La mia impressione sulla vicenda di UberPop è che sia uno di quei fatti che, pur passando quasi inosservati nel quotidiano scorrimento degli eventi, siano invece destinati a cambiare la storia. Sono certo, infatti, che il dibattito sui temi della “sharing economy” occuperà ampio spazio negli anni a venire e che le risposte che la politica e la società civile sapranno dare al riguardo costituiranno un elemento decisivo per la rinascita o la decadenza del nostro Paese.
Per questo motivo, la prima considerazione che voglio fare è in realtà un auspicio: che la politica sia abbastanza energica e lungimirante da affrontare prontamente la questione, operando scelte coraggiose e dirompenti. Non è compito dei tribunali definire gli indirizzi strategici in uno stato democratico e ciò vale ancor di più su questioni che hanno una portata economica e sociale così ampia.
Entrando nel merito della vicenda, la posizione di Digiconsum è di un convinto sostegno alla proposta di emendamento al ddl Concorrenza presentata dall’on. Sergio Boccadutri, che peraltro riprende e sviluppa molti dei suggerimenti già forniti dall’Autorità dei Trasporti.
Poche regole, ma molto chiare:
- un registro regionale per garantire l’affidabilità dell’autista e del mezzo utilizzato (tra i requisiti: fedina penale pulita, una certa anzianità di guida, essere in regola con la periodica verifica dell’auto e con gli obblighi assicurativi);
- maggiori responsabilità per Uber (e per tutti i suoi concorrenti) che dovrà vigilare e segnalare eventuali violazioni e soprattutto agire come sostituto d’imposta del driver.

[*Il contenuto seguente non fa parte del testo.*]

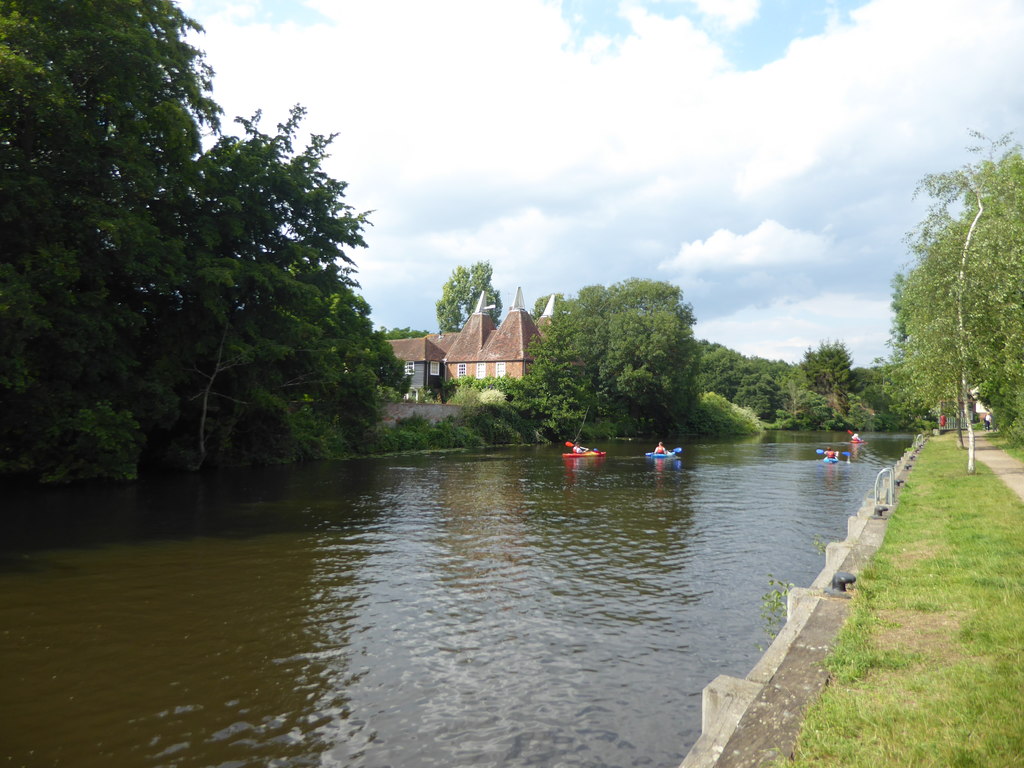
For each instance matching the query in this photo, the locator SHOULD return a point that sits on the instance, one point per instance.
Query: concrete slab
(1008, 468)
(769, 727)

Si risolverebbero così i nodi principali della questione, ovvero l’aspetto fiscale e la sicurezza dei clienti, migliorando addirittura la situazione attuale.
Come presidente di un’associazione nata per promuovere la cittadinanza digitale, è naturale che io sia favorevole all’utilizzo delle nuove tecnologie per aumentare il benessere dei cittadini. Mi preme aggiungere, tuttavia, che il ruolo della politica deve essere quello di ascoltare e garantire tutti i cittadini, tassisti compresi, trovando il modo per compensare le inevitabili ripercussioni che questo cambiamento comporterà per loro.
Non sottovalutiamo l’aspetto sociale della questione: mi addolora osservare quanto la Rete diventi sempre più occasione per esprimere odio, piuttosto che solidarietà. I tassisti non sono dei mascalzoni, sono persone oneste che fanno un lavoro duro e spesso rischioso: questo concetto deve passare forte e chiaro, anche e soprattutto da parte di chi, come noi, è favorevole a Uber.
Per concludere, ritengo che con le dovute regole e con gli auspicabili “ammortizzatori”, tutti si renderanno conto che il corretto utilizzo della tecnologia garantisce trasparenza, legalità e maggiore sicurezza per tutti. Penso ad esempio alla tassista violentata a Roma poche settimane fa: se il cliente fosse stato registrato su una piattaforma non ci sarebbe stato bisogno di alcun identikit.